General Viewer Update
- 2025.08 is largely a maintenance release. However:
- For Apple Silicon it includes a new VHACD-based convex decomposition library for mesh uploads, so creators on Apple Silicon should be able to upload meshes using it. If this library proves useful on Apple, then it will be implemented for Linux and Windows viewers, allowing the current Havok sub-library to be deprecated.
- The first planned viewer for 2026 (2026.01) is being referred to as First Impressions. As the name suggests, the focus will be on refining the user experience for those who are coming into Second Life for the first time. Details to follow in the new year.
SLua Update
- As per the official blog post, the SLua beta on Agni (the Main grid) has been officially announced.
- The viewer is still a beta RC version, and an updated version is due out “soon”.
- Official VSCode Plug-in (Recommended).
- Official scripting documentation.
- Third-party transpiler (LSL to SLua). Note that whilst viewed as workable, the use of this transpiler might not be as efficient as writing SLua code.
- The nine beta test regions are centred on SLua Beta Void (mind the water or just search “slua” in the viewer’s World Map)..
WebRTC Voice Update: Speech to Text
- There has been an LL-internal demonstration of Voice-to-text using WebRTC (transcribing Roxie Linden’s speaking into local chat in the viewer).
- When used, the generated text is shown in local chat using a different colour to typed text.

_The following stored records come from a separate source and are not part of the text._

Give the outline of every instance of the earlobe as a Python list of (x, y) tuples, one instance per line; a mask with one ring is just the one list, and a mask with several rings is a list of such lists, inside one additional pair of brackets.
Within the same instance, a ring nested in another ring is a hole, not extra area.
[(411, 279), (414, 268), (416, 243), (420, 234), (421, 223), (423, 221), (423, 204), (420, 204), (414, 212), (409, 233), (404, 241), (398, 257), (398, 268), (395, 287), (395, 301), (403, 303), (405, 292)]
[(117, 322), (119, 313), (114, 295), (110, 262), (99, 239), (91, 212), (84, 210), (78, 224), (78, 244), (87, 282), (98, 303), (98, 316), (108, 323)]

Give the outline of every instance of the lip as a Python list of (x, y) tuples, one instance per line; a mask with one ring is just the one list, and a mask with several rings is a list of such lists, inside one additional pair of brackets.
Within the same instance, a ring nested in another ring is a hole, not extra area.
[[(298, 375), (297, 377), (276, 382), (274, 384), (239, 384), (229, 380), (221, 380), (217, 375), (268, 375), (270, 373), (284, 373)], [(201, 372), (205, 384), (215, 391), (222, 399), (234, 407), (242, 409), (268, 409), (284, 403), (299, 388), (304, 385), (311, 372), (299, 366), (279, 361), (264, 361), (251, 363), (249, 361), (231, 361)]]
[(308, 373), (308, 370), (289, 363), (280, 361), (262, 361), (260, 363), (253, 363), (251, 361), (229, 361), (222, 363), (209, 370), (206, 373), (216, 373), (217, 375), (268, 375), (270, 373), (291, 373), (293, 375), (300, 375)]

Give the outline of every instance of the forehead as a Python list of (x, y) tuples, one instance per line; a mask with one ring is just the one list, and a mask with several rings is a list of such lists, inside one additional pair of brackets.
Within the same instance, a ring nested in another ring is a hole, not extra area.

- Transcriptions are currently to English only (although Philip Linden indicated this will be from multiple languages).
- The demonstration was described by Kyle Linden as “a little rough around the edges, but working.”
- The process is direct – from voice to text, currently without any need for user intervention.
- However, given the need for voice to be passed to the WebRTC server, then passed for transcription into text and then passed to the chat service for injection into local chat, there might be a degree of latency between someone speaking and seeing their words appear as text (around 1 second).
- Going via the WebRTC server rather than using any form of plug-in with the viewer means that anyone using voice will have their words transcribed to text only once, rather than multiple plug-ins receiving the voice and then pushing it to a transcription service before receiving it back (which would be a non-trivial cost – e.g. 100+ plug-ins requesting the transcription of someone speaking at a Linden Community Round Table as opposed to the WebRTC server requesting the transcription once and broadcasting it to local chat).
- One of the things LL are cognizant of is the tension between providing a fully automated service, which may tread on exiting solutions which meet specific needs, and potentially working to open the capability to allow it to work alongside of existing solutions / assist them.
- As the transcribed text is pushed to local chat, then it is likely than worn translations tools will pick-up on the text and translate it as well; this many be both beneficial and annoying (beneficial, a non-English speaker can read the translated text just like anything else typed into local chat; annoying as it could result in someone using a worn translation tool constantly receiving walls of text (the spoken word transcribed to English text and then the translated text). As such, it was acknowledged some additional controls might be required.
- A key point with this functionality is that it is a work-in-progress and not yet ready for formally release (WebRTC has yet to be fully deployed anyway), and once it is available, it will continue to be refined and enhanced (e.g. one enhancement might be to translate voice rather than just transcribe to English) .
In Brief
- Default viewer chat bar. The independent chat bar was removed with the implementation of the the CHUI (communication hub user interface – the integrated chat and IMs floater) in around 2013 for the official viewer, although some TPVs re-implemented it not long after.
- Requests have long been made for LL to return the chat bar functionality to the official viewer – and this is now being done, starting with Project Zero (the viewer in a browser).
- However, if a TPV with the chat bar functionality were to submit a pull request to LL, then consideration would be given to taking the code as-is and implementing it into the 2026.01 viewer.
- The bug relating to scale / offsets, etc., not being persistent on PBR when switching materials has now been addressed.
Next Meeting
- 13:00 SLT, Thursday, December 18th, 2025, at the Hippotropolis Campsite.